Depuis le 11 septembre 2001, les tensions entre vie privée et sécurité n’ont fait que s’accroître. Comment le terrorisme affecte-t-il la vie privée ?

La guerre contre le terrorisme et le Patriot Act de l’Amérique post-11 septembre mettent l’accent sur la sécurité dans le contexte du terrorisme. Les révélations de Snowden en 2013 montrent clairement jusqu’où le gouvernement américain est prêt à aller pour garantir cette sécurité, au détriment de la vie privée de ses citoyens. En Belgique aussi, le droit à la vie privée, à la liberté d’expression et à la liberté est menacé depuis les attentats perpétrés tant en Amérique qu’en Belgique.
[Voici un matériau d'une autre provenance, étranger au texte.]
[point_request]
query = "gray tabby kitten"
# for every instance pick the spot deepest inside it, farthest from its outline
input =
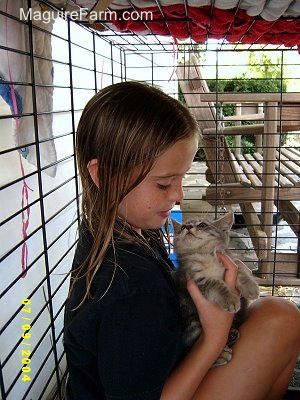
(196, 243)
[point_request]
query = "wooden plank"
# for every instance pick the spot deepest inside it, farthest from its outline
(237, 97)
(285, 172)
(238, 172)
(235, 193)
(249, 171)
(246, 117)
(291, 215)
(258, 236)
(255, 129)
(255, 165)
(291, 160)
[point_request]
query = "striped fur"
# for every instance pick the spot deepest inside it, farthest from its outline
(196, 243)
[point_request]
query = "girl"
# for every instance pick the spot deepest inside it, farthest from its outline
(122, 320)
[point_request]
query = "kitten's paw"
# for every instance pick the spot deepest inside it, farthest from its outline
(250, 291)
(231, 303)
(233, 336)
(224, 357)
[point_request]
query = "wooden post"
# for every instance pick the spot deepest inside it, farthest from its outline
(268, 181)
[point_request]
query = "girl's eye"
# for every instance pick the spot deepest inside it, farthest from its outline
(162, 187)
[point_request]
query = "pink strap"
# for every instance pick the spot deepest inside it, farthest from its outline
(175, 57)
(24, 195)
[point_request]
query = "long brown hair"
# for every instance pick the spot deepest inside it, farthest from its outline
(124, 126)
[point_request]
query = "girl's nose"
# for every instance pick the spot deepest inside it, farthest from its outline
(178, 194)
(187, 227)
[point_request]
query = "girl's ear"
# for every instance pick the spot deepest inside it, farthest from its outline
(93, 170)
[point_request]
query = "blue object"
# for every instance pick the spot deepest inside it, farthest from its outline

Les droits de l’homme sous pression

D’après les rapports de Human Rights Watch et d’Amnesty International, de nombreuses mesures des différentes lois antiterroristes belges en vigueur depuis 2015 sont contraires aux droits de l’homme. Selon ces organisations, des définitions vagues telles que « voyage dans une intention terroriste » ou « incitation au terrorisme » peuvent conduire à l’arbitraire et au ciblage de certains groupes. En outre, pour l’incrimination d' »incitation au terrorisme », il n’est plus nécessaire que la diffusion du message puisse effectivement provoquer un acte terroriste. On peut se demander si cela ne restreint pas la liberté d’expression. Le droit à la liberté fait également l’objet de restrictions disproportionnées après les attentats perpétrés en Belgique, selon Amnesty et Human Rights Watch. Par exemple, les critères de la détention provisoire sont en train d’être élargis. Un juge d’instruction peut, dans le cas d’infractions liées au terrorisme, ordonner la détention provisoire sans qu’il y ait de sérieuses raisons de craindre que le suspect commette de nouvelles infractions ou se dérobe à la justice. La période maximale de détention sans décision de justice a également été portée de 24 à 48 heures. L’attention croissante accordée aux « pré-crimes », qui consistent à poursuivre des personnes sans qu’elles n’aient commis de crime, conduit même Amnesty à parler d’un État sécuritaire orwellien en Europe.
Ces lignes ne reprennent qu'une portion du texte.